If the ’57 storm had not occurred, we would likely still be talking about this storm and in a strange coincidence, one part of the city was hit by both tornadoes.
“We’re really not sure what exactly happened but it might have just picked the house up or it might have flipped it over but it took it off its foundation and it ended up here in the back of the lot,” said ’56 tornado survivor Richard Ackerland.
On this sunny May Day, Richard is recounting the day nearly 60 years ago a tornado destroyed his aunt’s house where he was visiting.
“You could hear mom hollering out the front door here, ‘get in!'” Richard explains. “And she was getting more and more frantic. She was saying there was a storm coming. So we ran around from the back side of the house and just as we were going into the front door, the wind hit.”
The area became industrial after the house at 2115 7th Avenue North was destroyed by the ’56 tornado.
“Just like a second or two from the time that we ran in the house, until we were pushing our way out of the rubble,” Richard adds. “I just kind of remember the sensation; it felt like insulation in our throats. I do remember that sensation but nobody was unconscious. We were able to make it to the neighbors and it was just a short time later that we got into the ambulance. Yeah,” he says. “I remember it very vividly.”

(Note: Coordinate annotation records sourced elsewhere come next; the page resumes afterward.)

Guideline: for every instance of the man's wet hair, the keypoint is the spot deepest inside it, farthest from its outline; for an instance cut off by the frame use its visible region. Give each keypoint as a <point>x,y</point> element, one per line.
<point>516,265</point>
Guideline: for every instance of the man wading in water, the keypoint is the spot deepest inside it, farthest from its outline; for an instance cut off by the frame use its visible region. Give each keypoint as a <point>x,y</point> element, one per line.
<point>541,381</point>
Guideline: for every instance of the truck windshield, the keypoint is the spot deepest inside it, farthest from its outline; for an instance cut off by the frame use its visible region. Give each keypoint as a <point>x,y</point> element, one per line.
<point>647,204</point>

It was here at the Tree Lane Trailer Court on the 100 block of 22nd Street South that the tornado first touched down and then it started its rampage to the north across Fargo.
The tornado blew the roof off of 2118 Main Avenue, which was Rilling’s Gas Station at the time, according to The Forum newspaper.
Across the street, it leveled a Farmers Union warehouse and blew the walls off General Diesel Equipment which was at 2127 Main.
The tornado then continued north into the Fargo Tank Company and carried 8,000 pounds of tank blocks away.
The twister kept going north eventually leveling the nearly completed Gateway warehouse which was at 2222 7th Avenue North.
The building was rebuilt.
Ten months later, the 1957 tornado rolled through and leveled the building once more.
That actually gave current employees of ArmCom some comfort.
“I feel safe knowing that its already happened twice so chances are it’s not going to happen again so it’s very interesting because it doesn’t happen often and to have two come through in the same place is unique for sure,” said employee Rachele Davis.
Apparently, the Gateway warehouse felt the same way, putting up this sign after the ’57 tornado.
NDSU Statistics Professor Rhonda Magel shares her thoughts regarding the sign. “It doesn’t work that way. I think the probability is pretty much the same the third year as it was the second year as it was the first year.”
Magel says it makes no difference if you’ve been his once or twice; the odds are the same.
So is another tornado overdue in Fargo after 59 years?
“A tornado is going to strike a place in Fargo on the average of about 1 in every 56 years,” Magel explains. “But that doesn’t mean in 56 years, ‘oops you’re going to get another tornado.’ No, that means on the average, so there could be two in one period of 56 years and zero the next and whatever.”
For Richard Ackerland, he’s already had two close encounters with tornadoes.
“The folks had a pretty healthy fear of tornadoes after what happened here and so when the tornado warning were out in ’57, dad got everybody in the car and all the kids and some of our cousins and he headed off into Minnesota to try and out run the storm because a lot of the houses up there on Golden Ridge didn’t have any basements and so when we did come back our house was flattened along with hundreds of other houses,” he said.
After the ’57 storm, the Ackerland Family had had enough of the north side.
“We ended up down in South Fargo, (laughing) down on 17th Street South. Get out of the tornado alley.”
The ’57 tornado was the strongest on the tornado scale, rated in EF-5.
Back in the 1890’s, another strong tornado also hit the north side of Fargo and did considerable damage.